Ursula was named CEO of Xerox last July and has been with the company for 30 years. She started as an intern, having just acquired an undergraduate and master’s degree in mechanical engineering. She grew up on the Lower East Side of Manhattan at a time that she describes as “…when it was really bad, when the gangs were there and the drug addicts were there.”

She is getting significantly more national press coverage than the typical newly minted head of a multinational company for a couple of reasons. She is the first female to succeed a female CEO of a company the size of Xerox and she is the first African-American woman to head a major American company.

Having scoured all of the coverage, I notice a few consistent themes about her personality and leadership style that contribute to her success. The first is that she is fearless. This theme resonated in Sunday’s New York Times article about her desire to redefine the Xerox culture. She speaks her mind and is encouraging her employees to do the same to help her not only sustain but grow the business: “I want us to stay civil and kind, but we have to be frank – the reason we can be frank is because we are all in the same family.”

On YouTube, I found a recorded discussion at Spellman College earlier this year in which Ursula participated on a panel about leadership. If fearlessness is her ying, then you could say her yang is patience. She spent a lot of time discussing the merits of individuals having the patience to master something well before moving on to other things.

She used the example of her son, a student at MIT, who wants to save the world through science before he’s 30. While she admires his tenacity and that of other young people, she also wants all of us to respect what is almost a law of process and learning – that it takes time to become a master. This Yoda-like quality fascinates me and I’m eager to see for myself how she manages the delicate balance of being fearless and patient at the same time.

One skill I’ve noticed through recent employee meetings, greeting all of us newbies to the Xerox family, is an authenticity that just might be the special ingredient that helps her find that balance. She isn’t afraid to speak candidly about the company’s priorities and, in addition, what will no longer be priorities.

She doesn’t shrink from tough questions about how acquiring the company I work for will result in some reorganization that will impact Xerox’s overall headcount – meaning a need to reduce it. Instead, she tackles the questions head on, explains the timelines for when those tough decisions will be made, and expresses her commitment to do so humanely and with compassion.

It is this transparency that I think helps Xerox be named to such lists as Fortune’s top most-admired company in the computer industry.

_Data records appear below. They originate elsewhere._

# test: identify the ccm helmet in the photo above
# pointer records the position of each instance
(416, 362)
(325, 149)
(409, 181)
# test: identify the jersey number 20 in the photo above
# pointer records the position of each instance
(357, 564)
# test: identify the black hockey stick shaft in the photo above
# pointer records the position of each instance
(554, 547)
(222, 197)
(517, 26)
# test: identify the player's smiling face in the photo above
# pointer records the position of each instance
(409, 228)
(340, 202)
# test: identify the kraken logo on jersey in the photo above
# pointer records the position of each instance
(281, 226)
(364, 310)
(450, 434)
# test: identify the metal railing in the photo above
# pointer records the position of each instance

Another way Ursula stays grounded is that she does her own grocery shopping and laundry. She told the Times part of the reason is her desire to be a good role model to her children, but having learned more about her, I can’t help but think part of the reason is to make sure she stays real. And, she is careful to remember all of the attention she is receiving now isn’t all about her.

“The real story is not Ursula Burns,” she said. “I just happen to be the person standing up at this point representing Xerox.” But it is a fascinating story and I look forward to seeing how Xerox transforms in the coming years.